Development of a new in situ hybridization method for the detection of global bacterial DNA to provide early evidence of a bacterial infection in spontaneous bacterial peritonitis

Abstract

Despite the importance of identifying the causative pathogen(s), ascitic fluid cultures are occasionally negative in patients with spontaneous bacterial peritonitis (SBP). A novel strategy using the in situ hybridization (ISH) method was introduced to detect the bacterial genomic DNA phagocytized in the blood of patients with sepsis. In the present study, we developed a new ISH probe to detect global bacterial DNA (named as GB probe) and evaluated its utility for detecting the phagocytized bacterial DNA in SBP ascites. Hybridization of bacterial DNA with the GB probe was examined by dot-blot and ISH tests. In addition, the utility of the ISH method to detect the bacterial DNA in the leukocytes of SBP ascites was evaluated. The GB probe hybridized with the genomic DNA of all 59 bacterial strains tested (59 species of 36 genus). Eleven of 51 patients with ascites (out of total 542 cirrhotic inpatients) were categorized as SBP. The ISH tests showed positive results in 10 of 11 SBP cases.
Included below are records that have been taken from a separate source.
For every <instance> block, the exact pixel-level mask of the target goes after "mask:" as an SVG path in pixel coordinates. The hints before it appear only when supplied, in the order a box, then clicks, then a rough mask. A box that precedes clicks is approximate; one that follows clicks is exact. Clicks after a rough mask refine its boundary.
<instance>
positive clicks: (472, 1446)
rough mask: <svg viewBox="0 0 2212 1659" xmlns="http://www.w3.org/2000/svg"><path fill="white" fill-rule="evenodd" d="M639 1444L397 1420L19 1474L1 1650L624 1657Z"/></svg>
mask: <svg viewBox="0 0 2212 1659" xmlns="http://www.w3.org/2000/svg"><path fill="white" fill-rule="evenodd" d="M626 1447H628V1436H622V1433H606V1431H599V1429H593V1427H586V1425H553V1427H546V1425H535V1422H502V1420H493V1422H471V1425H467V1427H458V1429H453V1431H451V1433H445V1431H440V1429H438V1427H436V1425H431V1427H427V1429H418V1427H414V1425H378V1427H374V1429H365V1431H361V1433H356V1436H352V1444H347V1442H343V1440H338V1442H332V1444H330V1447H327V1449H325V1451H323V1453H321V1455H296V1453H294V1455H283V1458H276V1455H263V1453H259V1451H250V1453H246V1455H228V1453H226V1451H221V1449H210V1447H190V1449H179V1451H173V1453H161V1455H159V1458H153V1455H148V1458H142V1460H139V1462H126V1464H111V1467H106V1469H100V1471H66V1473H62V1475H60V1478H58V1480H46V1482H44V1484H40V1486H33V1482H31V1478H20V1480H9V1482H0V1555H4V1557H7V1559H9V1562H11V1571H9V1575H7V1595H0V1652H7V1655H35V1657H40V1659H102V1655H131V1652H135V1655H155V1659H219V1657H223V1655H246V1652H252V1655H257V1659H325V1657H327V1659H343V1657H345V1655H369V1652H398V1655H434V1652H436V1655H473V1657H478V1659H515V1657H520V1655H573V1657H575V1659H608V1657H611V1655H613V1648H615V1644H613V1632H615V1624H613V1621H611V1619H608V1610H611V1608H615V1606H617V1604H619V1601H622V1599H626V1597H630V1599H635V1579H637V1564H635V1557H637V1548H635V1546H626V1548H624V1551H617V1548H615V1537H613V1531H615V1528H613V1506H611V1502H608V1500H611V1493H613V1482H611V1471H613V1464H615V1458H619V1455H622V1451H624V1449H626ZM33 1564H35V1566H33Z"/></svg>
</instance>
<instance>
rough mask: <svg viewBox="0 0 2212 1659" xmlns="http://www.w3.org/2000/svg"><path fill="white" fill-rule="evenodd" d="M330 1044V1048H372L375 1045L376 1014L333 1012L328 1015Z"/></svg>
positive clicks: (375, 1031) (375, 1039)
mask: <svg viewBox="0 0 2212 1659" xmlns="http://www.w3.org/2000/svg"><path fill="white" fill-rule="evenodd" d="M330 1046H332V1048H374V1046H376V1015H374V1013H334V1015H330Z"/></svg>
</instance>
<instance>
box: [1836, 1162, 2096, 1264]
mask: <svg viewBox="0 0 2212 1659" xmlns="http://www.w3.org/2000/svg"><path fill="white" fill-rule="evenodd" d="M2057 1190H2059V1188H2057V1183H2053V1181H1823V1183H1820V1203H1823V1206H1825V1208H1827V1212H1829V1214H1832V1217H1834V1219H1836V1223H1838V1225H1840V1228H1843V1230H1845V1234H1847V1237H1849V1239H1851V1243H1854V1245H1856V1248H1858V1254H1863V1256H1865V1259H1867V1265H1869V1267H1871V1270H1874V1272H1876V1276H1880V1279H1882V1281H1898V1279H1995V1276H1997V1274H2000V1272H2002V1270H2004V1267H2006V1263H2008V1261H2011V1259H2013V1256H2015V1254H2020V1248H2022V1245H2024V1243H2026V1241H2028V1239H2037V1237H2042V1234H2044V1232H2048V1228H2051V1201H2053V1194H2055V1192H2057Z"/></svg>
However, the ISH tests all showed negative results in the 40 non-SBP ascitic samples. Therefore, the ISH tests yielded highly sensitive and specific results for detecting the phagocytized bacterial DNA in the leukocytes of SBP ascites. Moreover, all of the ISH test results were obtained within only one day. Our newly established ISH method was found to provide both a rapid and sensitive detection of bacterial DNA in SBP ascites, thus suggesting its utility for providing early and direct evidence of bacterial infection in SBP ascites.